Chaque nuit claire, ce sont près d’un millier de galaxies qui sont automatiquement photographiées, à la recherche de nouvelles explosions stellaires. Cette nuit de printemps 2023, le ciel finit par se couvrir sur le Japon. Koichi Itagaki rentre chez nuit, non sans avoir pris soin de laisser les instruments en mode automatique, ce qui leur permet de reprendre leur programme d’observation en cas d’éclaircie. Le lendemain matin, l’astronome japonais repère immédiatement un point lumineux inhabituel sur un cliché de la galaxie du Moulinet (Messier 101) dans la Grande Ourse :

SN 2023ixf apparaît sur ce cliché de M 101 réalisé le 20 mai 2023. © Eliot Herman

Il est le premier à publier l’information sur le TNS (Transient Name Server), la base de données de l’Union Astronomique Internationale qui recense les nouveaux objets célestes. C’est la plus proche supernova observée depuis une décennie et la 172e découverte de Koichi Itagaki !

Passion de jeunesse :

« Je ne suis pas astronome, mon passe-temps consiste juste à chercher de nouveaux corps célestes ». C’est ainsi que Koichi Itagaki résume modestement sa passion depuis six décennies. Tout a commencé en 1963 : alors au lycée, il assemble un petit télescope avec lequel il observe la Lune. En 1965, deux amateurs japonais, Kaoru Ikeya et Tsutomu Seki, font la une des journaux nationaux en découvrant une comète. C/1965 S1 (Ikeya-Seki) atteint une magnitude de -10, devenant visible en plein jour avec une queue de 45 degrés.

La comète Ikeya-Seki en 1965. © R. Lynds

Impressionné, Koichi Itagaki décide alors de se consacrer à la recherche de comètes. Avec ses premiers salaires (il a rejoint l’entreprise familiale de confiseries, Itagaki Peanuts), il s’achète un télescope de 15 centimètres de diamètre et déniche trois ans plus tard une comète. Devancé par d’autres découvreurs, la comète C/1968 H1 Tago-Honda-Yamamoto ne portera jamais son nom.

Des comètes aux supernovae :

Devenu patron de l’entreprise familiale, Koichi va investir dans l’astronomie une grande partie de ses revenus et se consacrer à la recherche de comètes pendant trois décennies. Mais la mise en service de télescopes professionnels pour traquer les astéroïdes géocroiseurs à partir de 1998 ne lui laisse pas beaucoup d’espoir d’en découvrir. Il décide alors de rechercher les supernovae. Pour échapper aux lumières de Yamagata, il loue un terrain dans les collines au-dessus de la ville et, au fil des années y installe ses télescopes sous différentes coupoles.
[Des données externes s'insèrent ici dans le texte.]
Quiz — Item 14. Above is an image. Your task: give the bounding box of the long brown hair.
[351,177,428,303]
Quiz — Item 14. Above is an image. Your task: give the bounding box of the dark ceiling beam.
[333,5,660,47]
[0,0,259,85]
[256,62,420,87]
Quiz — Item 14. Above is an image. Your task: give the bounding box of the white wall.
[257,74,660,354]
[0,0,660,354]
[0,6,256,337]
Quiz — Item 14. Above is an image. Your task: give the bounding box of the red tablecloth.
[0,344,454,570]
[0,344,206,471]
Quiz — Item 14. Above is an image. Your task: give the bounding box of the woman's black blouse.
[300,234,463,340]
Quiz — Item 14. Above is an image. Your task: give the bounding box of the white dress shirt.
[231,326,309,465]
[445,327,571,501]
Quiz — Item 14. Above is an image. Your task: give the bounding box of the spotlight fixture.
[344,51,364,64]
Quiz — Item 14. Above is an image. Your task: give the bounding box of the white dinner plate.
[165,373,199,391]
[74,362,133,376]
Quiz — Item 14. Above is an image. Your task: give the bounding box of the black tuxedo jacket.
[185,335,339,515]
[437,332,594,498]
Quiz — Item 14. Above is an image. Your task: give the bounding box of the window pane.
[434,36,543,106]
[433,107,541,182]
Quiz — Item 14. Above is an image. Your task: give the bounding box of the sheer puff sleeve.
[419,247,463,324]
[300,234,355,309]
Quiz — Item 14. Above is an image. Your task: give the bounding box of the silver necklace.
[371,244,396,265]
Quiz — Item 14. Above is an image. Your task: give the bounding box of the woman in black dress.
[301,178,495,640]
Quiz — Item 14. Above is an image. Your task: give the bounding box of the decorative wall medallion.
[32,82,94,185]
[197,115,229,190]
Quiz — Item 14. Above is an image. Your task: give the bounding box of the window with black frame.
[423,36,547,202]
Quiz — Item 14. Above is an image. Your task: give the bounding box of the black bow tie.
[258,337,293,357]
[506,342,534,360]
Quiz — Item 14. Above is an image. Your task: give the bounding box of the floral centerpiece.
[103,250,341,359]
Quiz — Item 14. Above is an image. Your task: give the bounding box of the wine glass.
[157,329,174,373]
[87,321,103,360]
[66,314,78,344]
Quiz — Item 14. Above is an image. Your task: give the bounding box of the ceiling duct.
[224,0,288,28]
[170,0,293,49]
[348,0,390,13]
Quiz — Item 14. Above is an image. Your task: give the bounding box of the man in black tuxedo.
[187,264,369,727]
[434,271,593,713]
C’est ainsi qu’il repère trois nouveaux astéroïdes en 2004 : (117350) Saburo, (134069) Miyo et (189261) Hiroo. Cinq ans plus tard, le 14 mars 2009, il découvre enfin sa comète, C/2009 E1 (Itagaki), ce qui lui vaut de recevoir le prix Edgar-Wilson décerné annuellement depuis 1998 aux astronomes amateurs découvreurs de comètes.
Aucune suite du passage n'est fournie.